Sure, he knew. But he pretended he didn't.
He was a broken man, who was easily provoked. But the king knew much more about the things in Camelot than no one else. He just let them be.
He just wanted his children to be happy.
If his daughter was already too far gone, hating him from the bottom of her blackened heart; the only thing he had was his son's love. Unconditional love. So he wouldn't point a blaming finger to the maid. He wouldn't claim the knights to be banished because they didn't fulfill the knight's code. He wouldn't exile the servant, because these peasants seemed to make his son happy.
What did it matter who they were?
If his son got the happiness he had lost, who was he to deny it? Even if it could be done by snapping his fingers.
So the wrinkles on his face deepened and shadow crept inside his soul, and every time he condemned an innocent victim to the pyre, he knew he was one step further towards hell. But it didn't matter.
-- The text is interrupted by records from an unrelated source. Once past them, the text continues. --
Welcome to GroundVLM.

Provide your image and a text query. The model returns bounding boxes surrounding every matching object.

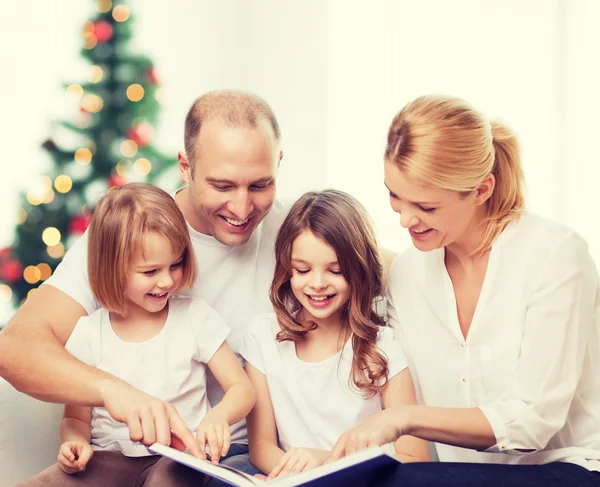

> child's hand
[196,409,231,464]
[267,448,329,480]
[58,441,94,475]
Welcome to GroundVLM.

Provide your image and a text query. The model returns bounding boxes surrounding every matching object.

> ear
[177,152,192,184]
[475,173,496,206]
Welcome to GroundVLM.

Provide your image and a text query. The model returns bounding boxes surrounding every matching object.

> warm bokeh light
[38,262,52,281]
[133,157,152,176]
[46,243,65,259]
[96,0,112,14]
[88,65,104,83]
[75,147,92,166]
[42,227,60,247]
[0,284,12,303]
[83,32,98,50]
[43,188,55,205]
[113,5,129,22]
[121,139,137,157]
[54,174,73,193]
[115,161,127,176]
[127,83,144,101]
[23,265,42,284]
[67,85,83,99]
[81,93,104,113]
[17,208,27,225]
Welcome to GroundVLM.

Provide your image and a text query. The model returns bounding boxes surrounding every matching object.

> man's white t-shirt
[388,213,600,470]
[65,297,229,457]
[44,196,289,443]
[240,313,407,451]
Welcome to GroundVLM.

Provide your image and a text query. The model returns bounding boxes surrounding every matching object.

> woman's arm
[382,367,431,463]
[246,362,285,474]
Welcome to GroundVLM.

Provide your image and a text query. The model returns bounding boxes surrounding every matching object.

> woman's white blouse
[388,213,600,470]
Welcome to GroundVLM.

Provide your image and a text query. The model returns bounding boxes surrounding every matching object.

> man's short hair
[184,90,281,171]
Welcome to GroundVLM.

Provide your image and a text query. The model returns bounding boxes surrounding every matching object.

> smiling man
[0,91,287,478]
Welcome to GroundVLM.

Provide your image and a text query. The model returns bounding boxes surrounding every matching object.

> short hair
[269,190,389,396]
[384,95,525,253]
[184,90,281,171]
[87,183,197,316]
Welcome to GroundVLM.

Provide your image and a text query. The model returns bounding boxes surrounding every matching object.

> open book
[148,443,400,487]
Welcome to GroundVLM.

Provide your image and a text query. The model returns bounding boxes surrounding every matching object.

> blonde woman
[333,96,600,487]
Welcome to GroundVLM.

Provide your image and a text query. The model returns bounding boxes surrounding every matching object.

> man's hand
[327,408,406,463]
[267,448,329,480]
[196,409,231,465]
[57,441,94,475]
[101,380,204,458]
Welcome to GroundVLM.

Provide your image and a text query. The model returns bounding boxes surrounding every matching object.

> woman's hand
[58,441,94,475]
[267,448,329,480]
[196,409,231,465]
[327,408,408,462]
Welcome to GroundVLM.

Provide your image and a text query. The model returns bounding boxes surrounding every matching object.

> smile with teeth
[223,216,249,227]
[306,294,335,302]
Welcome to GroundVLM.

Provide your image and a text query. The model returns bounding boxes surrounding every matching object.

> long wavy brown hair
[269,190,388,396]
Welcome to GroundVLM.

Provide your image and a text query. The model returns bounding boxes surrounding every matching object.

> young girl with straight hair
[240,190,429,478]
[335,95,600,487]
[23,183,254,487]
Because what was hell compared to this? Wasted years with anger, his children growing further and further away from him, his Queen's bones rotting in the black mud of the royal graveyard. The fire of the pyres reminded him where he was heading. The smoke of the burning bodies filled his nostrils, curling their fingers invitingly to him.
His Queen would look at him with blaming, gentle eyes, and ask him why he had come to this. Why did he made other people suffer for his own mistakes? Why did he rot in his empty shell, where no consolation could enter?
Was there an answer?
Uther didn't know.
These were the things he didn't know, even if he knew everything about his own kingdom. His own soul was out of reach.
Every time he stood on the graveyard alone, his tears were endless. The pain hadn't easened, nor the guilt. All of it was fresh and raw like the night the Queen had died and the prince was born - poignant, all so poignant. It hadn't faded. The pain. It was all here, written to the grey tombstone in front of him.
His Queen was gone, along with the man he used to be.